Paul Watson, an activist with the Sea Shepherd Conservation Society, said other whaling nations could follow Japan and quit the IWC.

"If Japan's out ... I think Norway and Iceland will withdraw also," he told CBC News. 

New Zealand Foreign Minister Winston Peters welcomed Japan's decision to halt Antarctic whaling, but said he was disappointed with the decision to resume any commercial whaling.

"Whaling is an outdated and unnecessary practice. We continue to hope Japan eventually reconsiders its position and will cease all whaling in order to advance the protection of the ocean's ecosystems," Peters said in a statement.

Australia urged Japan to return to the IWC.

"Australia remains resolutely opposed to all forms of commercial and so-called 'scientific' whaling," its environment minister, Melissa Price, and Foreign Minister Marise Payne said in a statement.

Japan has long defied such protests to conduct what it calls scientific research whaling, having repeatedly said its ultimate goal was to whale commercially again.

In 2014, the International Court of Justice ruled that Japan should halt its Antarctic whaling.

Japan suspended its hunt for one season to retool its whaling program with measures such as cutting the number of whales and species targeted, but resumed hunting in the 2015-2016 season, capping its Antarctic catch with a quota of 333 whales annually.
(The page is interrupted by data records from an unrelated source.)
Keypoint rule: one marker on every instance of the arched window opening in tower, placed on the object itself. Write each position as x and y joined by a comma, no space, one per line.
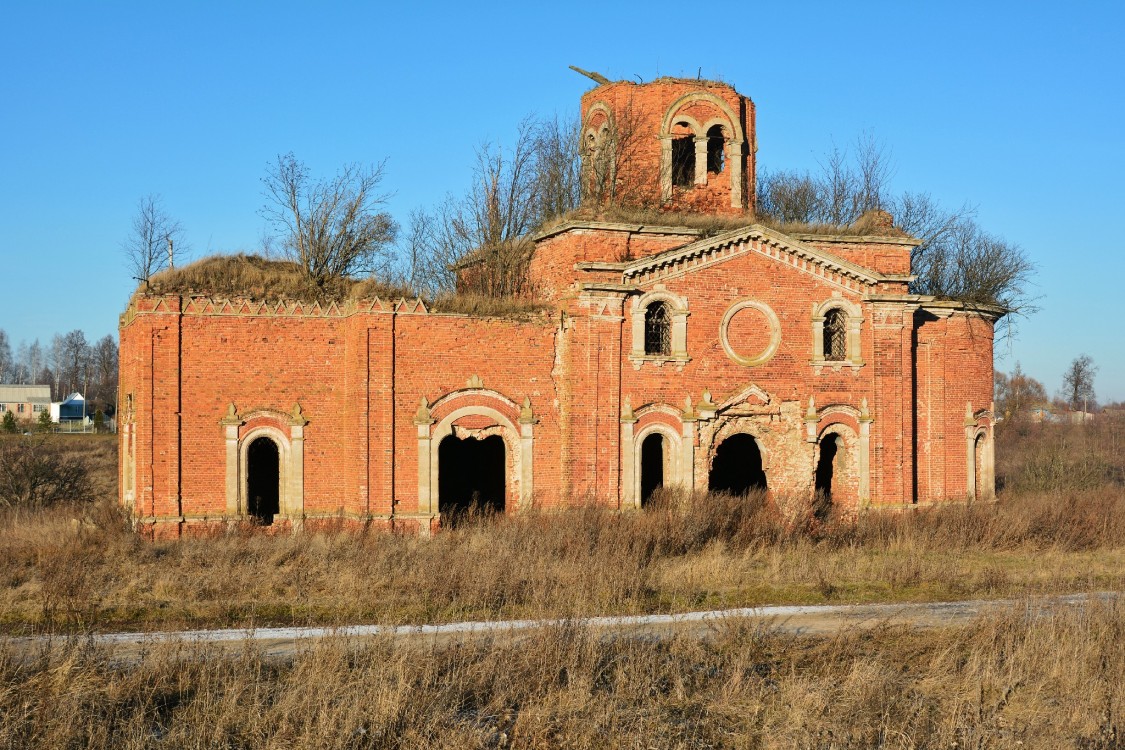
716,151
657,330
836,335
651,467
470,477
737,467
263,480
683,161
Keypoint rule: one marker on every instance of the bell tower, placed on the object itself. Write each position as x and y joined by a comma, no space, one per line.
673,144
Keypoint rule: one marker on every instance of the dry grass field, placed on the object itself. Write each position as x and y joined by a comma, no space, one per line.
1011,681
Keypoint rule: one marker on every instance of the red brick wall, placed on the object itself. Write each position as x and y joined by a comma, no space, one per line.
360,372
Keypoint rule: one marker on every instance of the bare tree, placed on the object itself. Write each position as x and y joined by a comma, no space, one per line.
789,197
154,240
1078,382
478,243
1017,392
333,228
7,364
72,355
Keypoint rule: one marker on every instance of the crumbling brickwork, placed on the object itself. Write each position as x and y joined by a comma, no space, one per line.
804,355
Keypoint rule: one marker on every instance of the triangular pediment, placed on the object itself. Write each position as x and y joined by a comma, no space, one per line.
756,240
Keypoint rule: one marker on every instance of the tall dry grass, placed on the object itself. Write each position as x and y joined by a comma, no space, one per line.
78,568
1015,680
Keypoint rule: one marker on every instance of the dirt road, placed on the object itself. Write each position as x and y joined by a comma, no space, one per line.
797,620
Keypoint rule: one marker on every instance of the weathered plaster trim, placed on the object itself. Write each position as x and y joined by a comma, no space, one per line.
519,441
772,321
677,308
290,460
734,144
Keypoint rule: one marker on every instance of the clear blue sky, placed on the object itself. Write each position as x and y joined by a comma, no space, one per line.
1014,107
Japan began scientific whaling in 1987, a year after an international whaling moratorium began. Its aging whaling mothership is in need of a costly replacement or refit.

Much of the meat ends up in shops, even though most Japanese no longer eat it. Whale consumption accounted for 0.1 per cent of all Japanese meat consumption, according to the Asahi newspaper. That works out to 35 grams per person per year, according to a whale meat shop owner Koichi Matsumoto.

"We ate whale meat in the old days but there are lots of other things to eat now," said a 75-year-old woman shopper.

"But if we don't explain internationally that whales are increasing ... people won't understand."

The ever-dwindling demand means an uncertain outlook for Japan's whaling.

"It could persist as a small-scale activity. There are still whale meat restaurants and I think some people will keep eating a small quantity," said Yoichiro Sato, a professor at Ritsumeikan Asia Pacific University.

But, said Sato, "if it's too expensive, people will not eat it. As an industry, its prospect is very grim."